I have been engaging more and more with education practitioners as we work through business scenarios for what a “real world” implementation of Trusted Analytics would entail. What does it look like and what does it do for your business. We still have some work to do to get the product right, and will pivot a number of times before we’re done.
One thing I know already is that we need to get on the same page when we talk about data privacy and privacy risk. As a term it has as many interpretations as interpreters, and frequently serves to confuse rather than clarify. When we talk about data Privacy Risk on this project, we simply mean “the risk that an individual’s identity can be revealed or discovered from the data”, and assume that direct identifiers such as name and email address are not present. In effect what we’re really talking about, and the term I believe we should use, is “Residual Data Privacy Risk”.

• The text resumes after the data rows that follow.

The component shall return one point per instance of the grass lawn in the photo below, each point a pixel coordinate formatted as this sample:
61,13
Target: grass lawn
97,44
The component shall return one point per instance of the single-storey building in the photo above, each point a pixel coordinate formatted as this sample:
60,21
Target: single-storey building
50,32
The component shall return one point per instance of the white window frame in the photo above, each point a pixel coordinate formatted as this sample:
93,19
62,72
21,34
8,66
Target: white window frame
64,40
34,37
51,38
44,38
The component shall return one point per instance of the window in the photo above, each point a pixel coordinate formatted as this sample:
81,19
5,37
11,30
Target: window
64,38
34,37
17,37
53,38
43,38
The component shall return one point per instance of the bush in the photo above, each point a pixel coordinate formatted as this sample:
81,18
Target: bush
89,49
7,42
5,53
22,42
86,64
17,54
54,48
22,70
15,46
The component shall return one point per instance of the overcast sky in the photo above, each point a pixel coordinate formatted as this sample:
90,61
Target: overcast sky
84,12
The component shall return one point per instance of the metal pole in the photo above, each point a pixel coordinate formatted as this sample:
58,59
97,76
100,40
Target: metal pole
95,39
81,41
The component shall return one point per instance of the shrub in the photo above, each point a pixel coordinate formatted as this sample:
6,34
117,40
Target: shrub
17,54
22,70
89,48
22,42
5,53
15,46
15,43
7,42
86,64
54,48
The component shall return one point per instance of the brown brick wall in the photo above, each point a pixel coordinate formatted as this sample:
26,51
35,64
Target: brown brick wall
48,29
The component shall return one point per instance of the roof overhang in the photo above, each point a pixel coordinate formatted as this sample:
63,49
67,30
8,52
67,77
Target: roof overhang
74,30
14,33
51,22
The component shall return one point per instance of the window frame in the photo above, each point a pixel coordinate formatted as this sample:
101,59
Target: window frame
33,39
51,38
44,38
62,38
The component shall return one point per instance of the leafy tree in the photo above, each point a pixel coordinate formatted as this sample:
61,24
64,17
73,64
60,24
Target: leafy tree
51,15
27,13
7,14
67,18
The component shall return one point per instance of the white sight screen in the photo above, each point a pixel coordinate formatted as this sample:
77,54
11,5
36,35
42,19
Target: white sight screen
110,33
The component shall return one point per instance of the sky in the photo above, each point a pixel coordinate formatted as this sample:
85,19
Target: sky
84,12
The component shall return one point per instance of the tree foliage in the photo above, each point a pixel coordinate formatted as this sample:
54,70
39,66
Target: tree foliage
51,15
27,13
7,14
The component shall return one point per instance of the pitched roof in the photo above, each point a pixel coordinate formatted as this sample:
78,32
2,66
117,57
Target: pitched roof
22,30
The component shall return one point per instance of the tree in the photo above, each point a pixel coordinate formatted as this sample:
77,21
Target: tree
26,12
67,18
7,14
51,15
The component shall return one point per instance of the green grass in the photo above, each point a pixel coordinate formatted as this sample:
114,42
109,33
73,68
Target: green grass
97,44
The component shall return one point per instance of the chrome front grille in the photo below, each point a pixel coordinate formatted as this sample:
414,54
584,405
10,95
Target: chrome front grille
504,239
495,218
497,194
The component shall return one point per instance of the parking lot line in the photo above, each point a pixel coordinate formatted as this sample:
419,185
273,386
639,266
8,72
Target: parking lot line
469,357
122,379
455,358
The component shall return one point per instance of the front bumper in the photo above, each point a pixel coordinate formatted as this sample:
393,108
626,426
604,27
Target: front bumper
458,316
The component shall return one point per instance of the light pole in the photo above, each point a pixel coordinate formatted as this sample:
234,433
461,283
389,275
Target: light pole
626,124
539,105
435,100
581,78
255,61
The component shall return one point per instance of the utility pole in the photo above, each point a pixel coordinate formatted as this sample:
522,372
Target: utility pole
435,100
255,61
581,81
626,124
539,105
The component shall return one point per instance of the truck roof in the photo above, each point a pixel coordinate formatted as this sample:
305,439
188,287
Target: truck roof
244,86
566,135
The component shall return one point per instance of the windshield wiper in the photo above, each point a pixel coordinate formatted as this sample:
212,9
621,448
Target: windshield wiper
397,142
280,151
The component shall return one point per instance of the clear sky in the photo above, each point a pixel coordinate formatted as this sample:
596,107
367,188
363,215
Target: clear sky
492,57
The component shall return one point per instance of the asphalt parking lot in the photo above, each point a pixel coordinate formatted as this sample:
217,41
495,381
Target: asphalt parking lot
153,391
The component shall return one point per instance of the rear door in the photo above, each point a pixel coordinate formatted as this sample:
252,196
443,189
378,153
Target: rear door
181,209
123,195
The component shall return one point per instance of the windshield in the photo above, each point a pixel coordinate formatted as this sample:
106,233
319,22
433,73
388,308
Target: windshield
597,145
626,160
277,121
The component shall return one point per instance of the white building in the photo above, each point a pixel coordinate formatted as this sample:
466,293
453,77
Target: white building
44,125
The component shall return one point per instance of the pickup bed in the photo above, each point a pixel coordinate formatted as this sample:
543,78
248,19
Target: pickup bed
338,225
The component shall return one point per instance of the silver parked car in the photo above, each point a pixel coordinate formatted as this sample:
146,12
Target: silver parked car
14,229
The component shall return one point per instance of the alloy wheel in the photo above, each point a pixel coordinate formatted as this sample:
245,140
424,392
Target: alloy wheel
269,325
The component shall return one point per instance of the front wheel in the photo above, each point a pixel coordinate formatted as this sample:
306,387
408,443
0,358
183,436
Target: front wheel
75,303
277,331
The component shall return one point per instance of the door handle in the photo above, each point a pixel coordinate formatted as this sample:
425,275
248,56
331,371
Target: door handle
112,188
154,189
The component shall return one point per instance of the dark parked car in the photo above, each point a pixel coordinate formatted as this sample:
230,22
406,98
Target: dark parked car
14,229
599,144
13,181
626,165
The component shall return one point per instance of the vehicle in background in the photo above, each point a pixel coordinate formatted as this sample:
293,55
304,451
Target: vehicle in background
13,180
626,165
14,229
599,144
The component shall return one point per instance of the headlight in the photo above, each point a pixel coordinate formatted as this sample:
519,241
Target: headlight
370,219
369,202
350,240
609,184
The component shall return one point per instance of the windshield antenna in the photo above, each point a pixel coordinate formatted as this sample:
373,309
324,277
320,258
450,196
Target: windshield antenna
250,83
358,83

I’ve used the term “residual risk” quite a lot when explaining what we’re about in the past and I do feel this is key. Maybe we need to go back to basics with this term:
Risk: “The effects of uncertainty on objectives” (ISO 31000)
Thanks to increasing legal penalties (and direct commercial penalties from increasingly privacy-aware consumers) effects on business objectives of unforseen data privacy breaches are increasingly important and organisations ignore them at their peril (and are increasingly aware that ignoring is not an option if they want to continue doing business with many governments and commercial entities who insist on GDPR and other data privacy risk management standards).
We will generally mitigate the risk of personal identification of an individual from our data and reports by removing “identifiers” before sharing them. These would include names and email addresses as well as certain quasi-identifiers such as phone number or date of birth which can be used to identify someone with a high degree of certainty in certain circumstances.
We can go even further if we have the time and resources, with enhanced mitigation such as summarising the data (e.g. putting people into age ranges in place of their actual age) and obfuscating important identifiers (using hashing algorithms to replace email address for example), or even “perturbing” the data (change values slightly to reduce the probability of a match), or adding “noise” (extra synthetic records to obscure unique outliers). The problem of course is that the heavier the application of these mitigations, the more you obscure the original data and the less reliable it becomes. So how do you know if you’ve done enough? This is all about managing your Residual Risk.
Residual Risk: “Inherent risk – risk mitigation = residual risk”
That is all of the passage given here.